Sunday, March 9, 2025

REVIEW: Dear Dad: Growing Up with a Parent in Prison and How We Stayed Connected (nonfiction graphic novel) by Jay Jay Patton, with Kiara Valdez & Markia Jenai

Dear Dad: Growing Up with a Parent in Prison and How We Stayed Connected is a graphic novel memoir. I bought my copy new.

Review:

In this graphic memoir, Jay Jay Patton talks about what it was like growing up with a father in prison, how the two of them stayed connected during that time, and the work the two of them did on the Photo Patch Foundation, an app designed to help children more easily stay connected with an incarcerated parent.

Patton's father was incarcerated from when she was age 3 to about age 10. She was only able to see him a couple times during that period, and calls to her dad's prison were expensive.

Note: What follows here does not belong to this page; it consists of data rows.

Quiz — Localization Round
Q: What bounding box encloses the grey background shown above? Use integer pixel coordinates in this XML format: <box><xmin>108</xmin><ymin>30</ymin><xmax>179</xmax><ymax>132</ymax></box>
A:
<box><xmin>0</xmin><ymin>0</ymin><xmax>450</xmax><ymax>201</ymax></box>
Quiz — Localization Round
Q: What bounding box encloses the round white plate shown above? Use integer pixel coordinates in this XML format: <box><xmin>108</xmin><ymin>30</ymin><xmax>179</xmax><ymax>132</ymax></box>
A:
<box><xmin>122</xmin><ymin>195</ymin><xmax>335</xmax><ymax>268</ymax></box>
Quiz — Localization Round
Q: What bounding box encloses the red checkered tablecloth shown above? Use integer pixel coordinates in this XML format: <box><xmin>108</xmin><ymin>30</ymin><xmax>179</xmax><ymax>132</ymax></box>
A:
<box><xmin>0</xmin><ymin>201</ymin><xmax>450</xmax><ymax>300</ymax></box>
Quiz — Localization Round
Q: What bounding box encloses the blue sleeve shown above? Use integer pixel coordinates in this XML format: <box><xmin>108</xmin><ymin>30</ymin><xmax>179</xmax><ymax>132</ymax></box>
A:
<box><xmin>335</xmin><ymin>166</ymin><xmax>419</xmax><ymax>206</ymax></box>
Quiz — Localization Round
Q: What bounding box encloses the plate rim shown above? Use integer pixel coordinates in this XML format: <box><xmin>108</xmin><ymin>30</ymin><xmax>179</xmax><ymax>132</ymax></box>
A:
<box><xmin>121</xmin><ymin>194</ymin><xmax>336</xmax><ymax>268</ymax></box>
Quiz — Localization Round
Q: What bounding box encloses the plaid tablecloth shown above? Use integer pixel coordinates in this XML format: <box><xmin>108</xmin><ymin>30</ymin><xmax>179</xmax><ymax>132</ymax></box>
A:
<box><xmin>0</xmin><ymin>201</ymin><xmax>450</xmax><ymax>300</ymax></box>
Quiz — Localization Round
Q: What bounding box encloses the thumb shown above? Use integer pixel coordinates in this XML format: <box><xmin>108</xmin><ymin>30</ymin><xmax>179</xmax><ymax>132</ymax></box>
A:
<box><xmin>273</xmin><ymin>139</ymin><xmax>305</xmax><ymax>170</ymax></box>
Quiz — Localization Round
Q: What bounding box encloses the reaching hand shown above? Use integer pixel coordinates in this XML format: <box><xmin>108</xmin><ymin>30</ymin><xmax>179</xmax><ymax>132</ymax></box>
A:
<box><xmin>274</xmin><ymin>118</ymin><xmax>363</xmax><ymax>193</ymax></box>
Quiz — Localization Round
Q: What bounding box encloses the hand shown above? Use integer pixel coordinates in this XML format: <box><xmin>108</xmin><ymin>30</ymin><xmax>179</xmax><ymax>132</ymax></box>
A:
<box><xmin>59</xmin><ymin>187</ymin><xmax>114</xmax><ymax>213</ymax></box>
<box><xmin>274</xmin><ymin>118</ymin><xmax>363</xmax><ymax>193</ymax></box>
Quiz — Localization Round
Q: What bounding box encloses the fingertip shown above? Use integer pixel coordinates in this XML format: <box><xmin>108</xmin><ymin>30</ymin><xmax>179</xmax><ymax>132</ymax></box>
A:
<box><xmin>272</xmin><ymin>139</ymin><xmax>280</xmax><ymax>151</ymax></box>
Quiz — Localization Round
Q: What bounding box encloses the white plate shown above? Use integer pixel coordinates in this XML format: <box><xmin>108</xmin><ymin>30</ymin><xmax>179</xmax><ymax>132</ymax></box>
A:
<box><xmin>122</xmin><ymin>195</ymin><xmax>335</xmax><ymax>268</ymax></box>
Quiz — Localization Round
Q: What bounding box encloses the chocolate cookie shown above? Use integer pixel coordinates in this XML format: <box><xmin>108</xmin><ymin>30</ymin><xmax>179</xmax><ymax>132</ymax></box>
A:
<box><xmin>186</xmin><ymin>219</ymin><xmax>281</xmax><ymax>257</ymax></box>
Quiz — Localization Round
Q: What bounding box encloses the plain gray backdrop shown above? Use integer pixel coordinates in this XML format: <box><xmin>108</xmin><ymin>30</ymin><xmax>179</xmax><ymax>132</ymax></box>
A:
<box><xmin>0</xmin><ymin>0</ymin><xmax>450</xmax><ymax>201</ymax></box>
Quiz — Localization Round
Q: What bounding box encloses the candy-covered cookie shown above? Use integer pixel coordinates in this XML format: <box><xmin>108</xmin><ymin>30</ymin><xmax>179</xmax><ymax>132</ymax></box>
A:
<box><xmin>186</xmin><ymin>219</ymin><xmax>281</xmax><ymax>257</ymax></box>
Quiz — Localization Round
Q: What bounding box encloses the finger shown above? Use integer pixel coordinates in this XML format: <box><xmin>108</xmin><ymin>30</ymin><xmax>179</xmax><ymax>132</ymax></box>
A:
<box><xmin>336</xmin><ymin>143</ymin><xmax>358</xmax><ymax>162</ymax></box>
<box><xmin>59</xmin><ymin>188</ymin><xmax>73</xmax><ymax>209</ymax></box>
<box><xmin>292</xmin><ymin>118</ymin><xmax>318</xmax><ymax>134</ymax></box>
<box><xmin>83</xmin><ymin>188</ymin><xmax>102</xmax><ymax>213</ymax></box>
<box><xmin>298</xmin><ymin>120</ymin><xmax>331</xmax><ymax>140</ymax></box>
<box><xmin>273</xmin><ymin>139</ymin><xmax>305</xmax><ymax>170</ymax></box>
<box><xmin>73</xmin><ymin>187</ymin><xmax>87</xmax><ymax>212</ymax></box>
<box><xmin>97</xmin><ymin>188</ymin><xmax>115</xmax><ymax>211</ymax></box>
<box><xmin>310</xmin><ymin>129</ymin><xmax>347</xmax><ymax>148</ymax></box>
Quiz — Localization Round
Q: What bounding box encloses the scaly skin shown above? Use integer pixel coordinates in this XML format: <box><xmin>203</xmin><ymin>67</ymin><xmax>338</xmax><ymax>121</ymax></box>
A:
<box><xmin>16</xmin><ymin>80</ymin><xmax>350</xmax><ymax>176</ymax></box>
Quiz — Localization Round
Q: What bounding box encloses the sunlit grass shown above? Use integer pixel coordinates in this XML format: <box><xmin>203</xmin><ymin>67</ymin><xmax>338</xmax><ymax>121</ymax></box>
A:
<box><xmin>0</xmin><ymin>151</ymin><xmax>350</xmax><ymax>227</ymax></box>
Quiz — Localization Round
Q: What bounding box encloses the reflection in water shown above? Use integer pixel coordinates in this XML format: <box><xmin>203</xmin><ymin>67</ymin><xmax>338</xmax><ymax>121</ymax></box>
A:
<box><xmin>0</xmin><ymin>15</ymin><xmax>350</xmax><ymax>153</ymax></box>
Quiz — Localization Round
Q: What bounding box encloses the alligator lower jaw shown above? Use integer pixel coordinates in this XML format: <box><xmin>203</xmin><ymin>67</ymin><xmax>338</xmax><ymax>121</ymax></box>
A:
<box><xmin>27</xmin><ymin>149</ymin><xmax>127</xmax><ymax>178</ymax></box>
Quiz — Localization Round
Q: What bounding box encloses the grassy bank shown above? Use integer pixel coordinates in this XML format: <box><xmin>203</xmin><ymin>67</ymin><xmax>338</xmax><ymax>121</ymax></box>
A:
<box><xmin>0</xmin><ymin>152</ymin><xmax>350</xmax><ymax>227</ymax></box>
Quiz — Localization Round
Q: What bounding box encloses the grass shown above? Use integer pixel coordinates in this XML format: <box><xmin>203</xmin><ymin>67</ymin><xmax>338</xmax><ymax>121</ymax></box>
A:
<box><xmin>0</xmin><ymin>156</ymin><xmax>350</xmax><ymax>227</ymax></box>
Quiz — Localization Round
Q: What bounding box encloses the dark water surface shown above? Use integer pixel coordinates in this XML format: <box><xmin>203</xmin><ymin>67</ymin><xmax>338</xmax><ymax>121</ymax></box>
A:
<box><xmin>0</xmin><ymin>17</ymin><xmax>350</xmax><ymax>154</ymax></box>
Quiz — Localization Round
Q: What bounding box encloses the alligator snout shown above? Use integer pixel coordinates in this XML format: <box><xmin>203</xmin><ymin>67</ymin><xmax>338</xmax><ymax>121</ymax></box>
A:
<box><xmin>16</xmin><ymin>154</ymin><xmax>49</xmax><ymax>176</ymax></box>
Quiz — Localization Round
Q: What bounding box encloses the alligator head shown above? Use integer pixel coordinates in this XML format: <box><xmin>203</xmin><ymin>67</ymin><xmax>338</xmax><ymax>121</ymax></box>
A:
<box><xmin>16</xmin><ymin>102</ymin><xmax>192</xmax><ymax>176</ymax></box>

They wrote each other as often as they could and Patton's father, who learned coding while in prison, would send her math puzzles to solve.

About halfway through the volume, Patton's father came home, and the whole family moved to Florida. The rest of the story was about Patton's efforts to adjust to her new life, her own budding interest in coding, her father's work on the Photo Patch website, and her own work on the Photo Patch app.

By the end, this kind of felt like an extension of Photo Patch marketing efforts. I wished it had stayed more focused on the relationship between Patton and her father. This felt a bit surface-level, and I was left with a few questions that were never answered.

Extras:

Photographs of Jay Jay and her dad, Antoine, and a little info about the Photo Patch foundation.